The present study evaluated endogenous activities and the role of BMP and transforming growth factor-beta (TGF-beta), representative members of the TGF-beta family, during myotube differentiation in C2C12 cells. Smad phosphorylation at the C-terminal serines was monitored, since TGF-beta family members signal via the phosphorylation of Smads in a ligand-dependent manner. Expression of phosphorylated Smad1/5/8, which is an indicator of BMP activity, was higher before differentiation, and rapidly decreased after differentiation stimulation. Differentiation-related changes were consistent with those in the expression of Ids, well-known BMP-responsive genes. Treatment with inhibitors of BMP type 1 receptors or noggin in C2C12 myoblasts down-regulated the expression of myogenic regulatory factors, such as Myf5 and MyoD, leading to impaired myotube formation.
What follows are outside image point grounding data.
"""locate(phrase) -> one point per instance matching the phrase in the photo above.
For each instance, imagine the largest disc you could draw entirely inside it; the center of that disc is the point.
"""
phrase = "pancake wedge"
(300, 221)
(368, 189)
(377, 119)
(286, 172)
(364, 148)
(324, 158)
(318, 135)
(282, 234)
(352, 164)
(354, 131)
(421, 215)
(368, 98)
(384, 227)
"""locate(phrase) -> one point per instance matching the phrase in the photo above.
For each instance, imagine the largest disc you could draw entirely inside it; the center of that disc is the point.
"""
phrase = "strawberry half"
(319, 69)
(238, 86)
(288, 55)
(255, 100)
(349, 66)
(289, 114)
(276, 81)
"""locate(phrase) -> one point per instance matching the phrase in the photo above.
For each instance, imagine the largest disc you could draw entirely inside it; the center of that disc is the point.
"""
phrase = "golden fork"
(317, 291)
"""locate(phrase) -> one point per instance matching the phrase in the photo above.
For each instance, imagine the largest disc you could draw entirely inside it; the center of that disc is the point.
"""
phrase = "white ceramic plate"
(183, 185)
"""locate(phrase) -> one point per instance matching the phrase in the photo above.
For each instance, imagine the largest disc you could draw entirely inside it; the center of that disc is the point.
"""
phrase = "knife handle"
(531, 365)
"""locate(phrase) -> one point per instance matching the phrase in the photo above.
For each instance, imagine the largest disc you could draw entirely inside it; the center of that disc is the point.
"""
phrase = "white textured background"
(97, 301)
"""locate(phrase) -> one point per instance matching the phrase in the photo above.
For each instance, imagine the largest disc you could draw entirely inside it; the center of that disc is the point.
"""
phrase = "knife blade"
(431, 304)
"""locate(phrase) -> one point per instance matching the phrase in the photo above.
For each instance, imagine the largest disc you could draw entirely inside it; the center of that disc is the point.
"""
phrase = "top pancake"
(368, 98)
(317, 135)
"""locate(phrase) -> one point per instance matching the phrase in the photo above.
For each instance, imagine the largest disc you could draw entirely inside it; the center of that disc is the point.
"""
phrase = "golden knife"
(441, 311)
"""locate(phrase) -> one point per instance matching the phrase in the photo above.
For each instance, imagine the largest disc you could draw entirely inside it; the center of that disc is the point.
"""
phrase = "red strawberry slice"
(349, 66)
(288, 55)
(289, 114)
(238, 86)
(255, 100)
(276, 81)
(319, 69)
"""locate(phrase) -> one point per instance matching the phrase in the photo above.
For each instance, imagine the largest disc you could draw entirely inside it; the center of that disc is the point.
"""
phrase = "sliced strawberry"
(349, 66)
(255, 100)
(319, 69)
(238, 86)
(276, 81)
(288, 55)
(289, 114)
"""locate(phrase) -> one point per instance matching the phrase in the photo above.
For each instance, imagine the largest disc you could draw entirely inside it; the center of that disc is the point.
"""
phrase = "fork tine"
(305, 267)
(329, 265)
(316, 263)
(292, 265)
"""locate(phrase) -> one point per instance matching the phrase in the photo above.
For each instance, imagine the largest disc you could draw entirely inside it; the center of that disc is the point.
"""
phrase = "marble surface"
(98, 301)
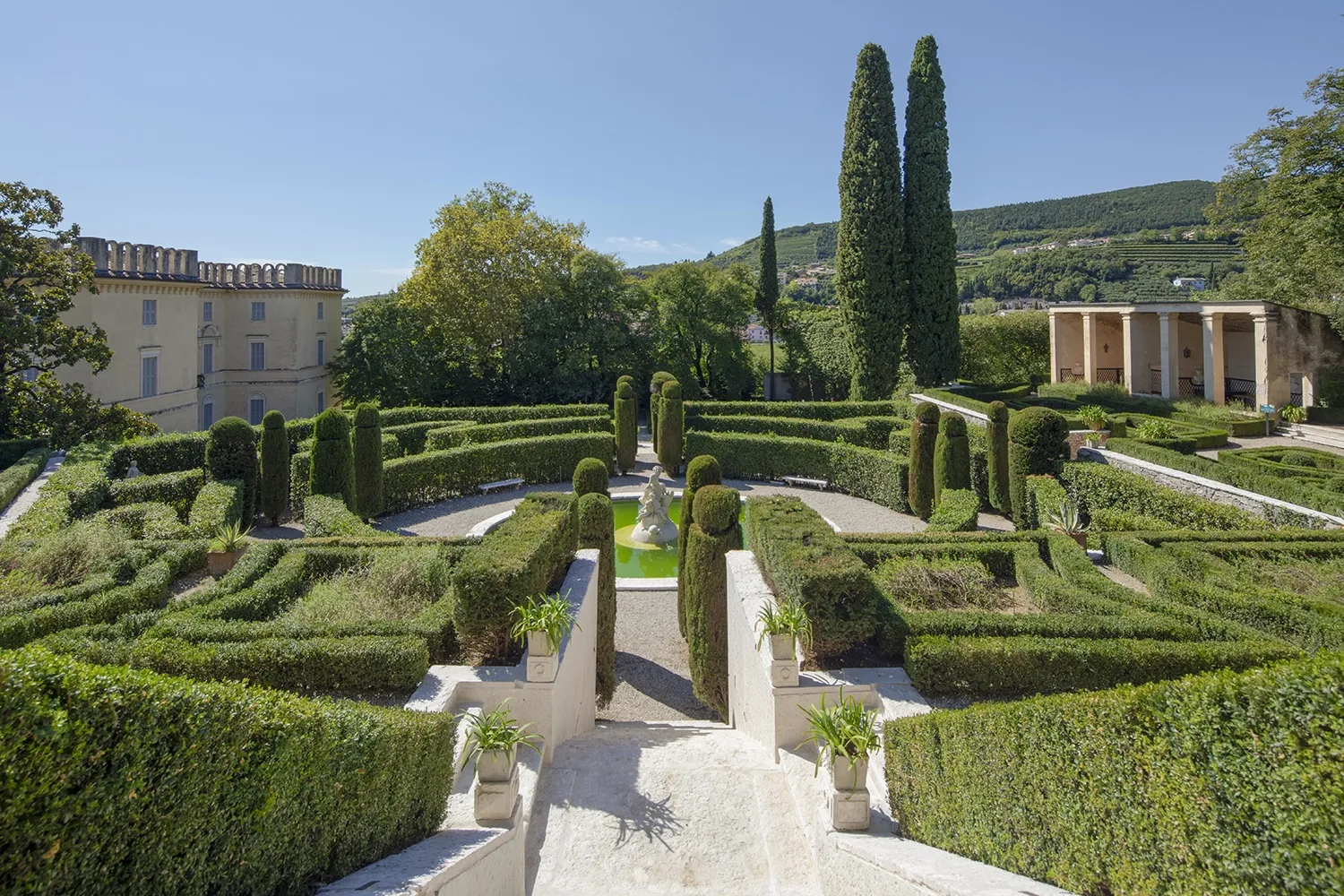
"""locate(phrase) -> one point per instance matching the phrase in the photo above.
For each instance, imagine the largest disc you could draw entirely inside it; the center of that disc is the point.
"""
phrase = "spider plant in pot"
(543, 622)
(492, 740)
(226, 547)
(1067, 519)
(787, 624)
(846, 734)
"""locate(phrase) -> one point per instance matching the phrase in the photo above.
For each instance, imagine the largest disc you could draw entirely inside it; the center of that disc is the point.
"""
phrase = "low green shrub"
(1226, 782)
(152, 783)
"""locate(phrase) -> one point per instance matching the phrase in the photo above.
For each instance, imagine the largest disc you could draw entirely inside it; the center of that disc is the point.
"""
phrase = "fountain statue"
(653, 525)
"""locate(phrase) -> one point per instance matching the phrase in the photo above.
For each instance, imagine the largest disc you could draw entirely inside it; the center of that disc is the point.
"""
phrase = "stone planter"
(847, 777)
(220, 562)
(495, 766)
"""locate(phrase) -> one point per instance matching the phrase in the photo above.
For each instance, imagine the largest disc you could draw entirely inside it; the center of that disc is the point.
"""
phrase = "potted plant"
(226, 547)
(543, 622)
(1067, 519)
(787, 624)
(492, 740)
(1094, 416)
(846, 734)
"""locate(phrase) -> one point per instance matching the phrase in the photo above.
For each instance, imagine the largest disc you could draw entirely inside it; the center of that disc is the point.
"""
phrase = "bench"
(800, 479)
(502, 484)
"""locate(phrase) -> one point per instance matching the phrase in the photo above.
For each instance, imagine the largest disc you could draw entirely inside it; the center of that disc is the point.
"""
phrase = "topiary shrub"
(714, 533)
(702, 470)
(274, 466)
(597, 530)
(1038, 441)
(331, 468)
(368, 463)
(231, 454)
(996, 433)
(626, 426)
(590, 477)
(924, 435)
(951, 457)
(671, 427)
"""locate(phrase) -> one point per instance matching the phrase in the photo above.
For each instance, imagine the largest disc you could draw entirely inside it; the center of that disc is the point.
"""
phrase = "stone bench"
(801, 479)
(502, 484)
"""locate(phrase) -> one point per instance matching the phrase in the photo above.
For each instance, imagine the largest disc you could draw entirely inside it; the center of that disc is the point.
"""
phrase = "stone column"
(1214, 381)
(1089, 349)
(1131, 354)
(1167, 324)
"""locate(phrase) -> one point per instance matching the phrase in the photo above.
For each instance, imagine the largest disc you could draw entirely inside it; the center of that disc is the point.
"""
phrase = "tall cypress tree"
(870, 269)
(933, 343)
(768, 288)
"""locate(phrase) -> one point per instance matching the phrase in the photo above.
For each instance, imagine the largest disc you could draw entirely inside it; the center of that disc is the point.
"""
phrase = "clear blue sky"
(330, 134)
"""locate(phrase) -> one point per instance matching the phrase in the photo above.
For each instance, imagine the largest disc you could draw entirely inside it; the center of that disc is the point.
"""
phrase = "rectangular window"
(150, 376)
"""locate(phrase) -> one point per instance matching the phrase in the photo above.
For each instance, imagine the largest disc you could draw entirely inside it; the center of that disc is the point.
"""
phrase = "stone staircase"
(642, 807)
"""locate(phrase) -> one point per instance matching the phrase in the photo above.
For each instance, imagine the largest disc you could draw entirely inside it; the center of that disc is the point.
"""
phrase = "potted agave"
(846, 734)
(787, 625)
(226, 547)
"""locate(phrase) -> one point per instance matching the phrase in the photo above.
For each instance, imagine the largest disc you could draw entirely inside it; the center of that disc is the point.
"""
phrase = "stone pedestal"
(495, 799)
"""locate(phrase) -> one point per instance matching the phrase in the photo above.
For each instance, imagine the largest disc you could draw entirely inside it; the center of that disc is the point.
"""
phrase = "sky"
(330, 134)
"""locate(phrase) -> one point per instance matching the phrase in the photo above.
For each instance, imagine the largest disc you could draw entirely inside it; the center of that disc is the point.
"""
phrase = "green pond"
(642, 562)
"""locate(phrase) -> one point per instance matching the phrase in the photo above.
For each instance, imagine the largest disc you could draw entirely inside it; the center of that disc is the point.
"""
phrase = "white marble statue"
(653, 525)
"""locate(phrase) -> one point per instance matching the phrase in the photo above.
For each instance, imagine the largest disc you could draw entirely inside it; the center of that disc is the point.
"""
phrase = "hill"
(1118, 211)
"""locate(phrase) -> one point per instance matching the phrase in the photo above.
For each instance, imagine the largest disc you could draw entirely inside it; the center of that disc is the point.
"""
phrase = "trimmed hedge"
(1226, 782)
(151, 783)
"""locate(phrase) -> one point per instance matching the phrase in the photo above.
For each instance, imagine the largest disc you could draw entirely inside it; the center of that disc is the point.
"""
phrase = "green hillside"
(1118, 211)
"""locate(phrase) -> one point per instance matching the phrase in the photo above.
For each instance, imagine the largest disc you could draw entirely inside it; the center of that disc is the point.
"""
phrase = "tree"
(768, 285)
(40, 273)
(1285, 187)
(870, 271)
(930, 239)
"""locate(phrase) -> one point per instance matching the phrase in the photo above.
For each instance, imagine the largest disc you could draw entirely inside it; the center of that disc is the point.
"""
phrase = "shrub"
(1225, 782)
(331, 465)
(996, 433)
(597, 530)
(626, 426)
(671, 427)
(150, 783)
(590, 477)
(924, 435)
(714, 533)
(368, 463)
(274, 466)
(1038, 441)
(702, 470)
(231, 454)
(951, 457)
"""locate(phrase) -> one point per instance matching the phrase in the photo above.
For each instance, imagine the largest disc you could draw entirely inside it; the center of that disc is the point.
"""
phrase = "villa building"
(196, 341)
(1222, 351)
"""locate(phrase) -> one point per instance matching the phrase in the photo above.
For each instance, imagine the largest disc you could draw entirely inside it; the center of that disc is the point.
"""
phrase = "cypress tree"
(870, 271)
(933, 344)
(768, 288)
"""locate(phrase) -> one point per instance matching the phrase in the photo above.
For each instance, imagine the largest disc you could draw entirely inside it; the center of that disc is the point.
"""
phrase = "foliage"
(932, 346)
(1123, 783)
(870, 269)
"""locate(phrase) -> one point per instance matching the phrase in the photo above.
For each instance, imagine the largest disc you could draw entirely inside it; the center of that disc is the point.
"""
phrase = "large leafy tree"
(1285, 187)
(768, 285)
(930, 239)
(870, 273)
(40, 273)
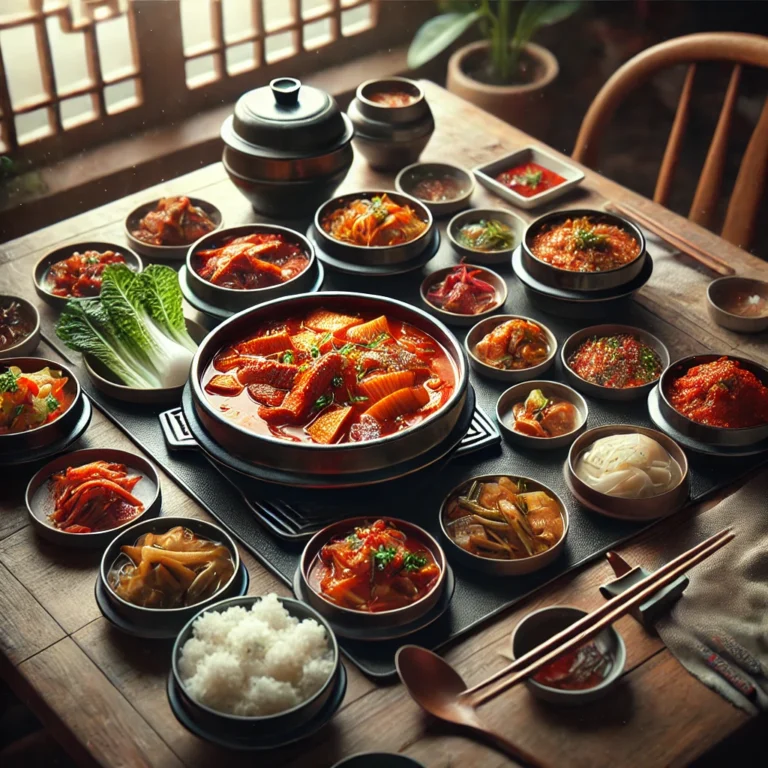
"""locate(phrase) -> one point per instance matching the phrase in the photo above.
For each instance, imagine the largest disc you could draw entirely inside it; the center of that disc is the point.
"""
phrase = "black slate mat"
(477, 597)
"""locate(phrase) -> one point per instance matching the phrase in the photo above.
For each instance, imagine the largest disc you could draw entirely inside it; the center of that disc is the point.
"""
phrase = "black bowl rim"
(687, 363)
(352, 522)
(44, 474)
(251, 600)
(619, 221)
(460, 361)
(366, 194)
(169, 522)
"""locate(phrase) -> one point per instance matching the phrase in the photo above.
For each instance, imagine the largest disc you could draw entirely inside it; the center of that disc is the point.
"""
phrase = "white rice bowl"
(255, 662)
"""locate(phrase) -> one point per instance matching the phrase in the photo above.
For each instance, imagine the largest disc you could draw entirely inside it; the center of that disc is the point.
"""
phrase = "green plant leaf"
(437, 34)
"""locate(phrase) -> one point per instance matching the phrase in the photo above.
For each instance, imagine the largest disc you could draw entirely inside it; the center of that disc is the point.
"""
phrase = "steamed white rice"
(255, 662)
Addition of BMP-2 during the myoblast phase also inhibited myotube differentiation through the down-regulation of Myf5 and MyoD. In contrast to endogenous BMP activity, the phosphorylation of Smad2, a TGF-beta-responsive Smad, was higher 8-16 days after differentiation stimulation. A-83-01, an inhibitor of TGF-beta type I receptor, increased the expression of Myf5 and MyoD, and enhanced myotube formation. The present results reveal that endogenous activities of the TGF-beta family are changed during myogenesis in a pathway-specific manner, and that the activities are required for myogenesis. J. Cell. Biochem. 112: 614-624, 2011. (C) 2010 Wiley-Liss, Inc.